A majority of Americans support the strengthening of laws governing the sale of firearms. They support background checks for all gun purchases, the banning of high-capacity ammunition magazines and assault weapons, and a 30-day waiting period for all gun sales. They rightly recognize that something must be done, that such measures can be accomplished without violating the Second Amendment and that a civilized nation engages in action rather than rhetoric following the murder of schoolchildren.
But the United States is not governed by the majority; it is governed by an oppressive minority that wields power not commensurate with its numbers. In other words, the U.S. Senate doesn’t care what the people want.
Currently, there are 50 Republicans in the Senate, along with 48 Democrats and two Independents who caucus with the Democrats. Using the 2020 U.S. Census and splitting the population of the six states that have senators from both parties, Senate Republicans represent 43.5 percent of the population. They have not represented a majority since 1996.
But with a filibuster rule requiring 60-member approval to pass legislation, those 43.5 percent hold sway. This isn’t a representative democracy; it’s a hostage situation.
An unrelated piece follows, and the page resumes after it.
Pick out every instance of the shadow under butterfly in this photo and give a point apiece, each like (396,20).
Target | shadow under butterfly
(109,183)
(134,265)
And so we have three Supreme Court justices appointed by a one-term president who twice lost the popular vote and twice was impeached. And we have a Senate that ignores climate change. And we have a Senate that refuses to enact meaningful gun control — despite the desires of the public.
And that doesn’t even include the skewing of the Electoral College, which opens the prospect to the least-popular candidate winning the presidency. That has happened twice in the past five elections.
As Kenneth Owen, a University of Illinois professor, wrote for The Atlantic: “Minority rule is fast becoming the defining feature of the American republic. … When parties commit themselves to minority rule, the backlash can be severe. … History suggests that Republicans would then pay — dearly — for their years of minority rule.”
Which might or might not be a long-term problem for Republicans. But it’s clearly a problem for the rest of us. Republicans wear inaction as a badge of honor, and schoolchildren get murdered because of it.
Intransigence in defense of your definition of liberty is, indeed, a vice. And it is enabled by a system that allows for the tyranny of the minority.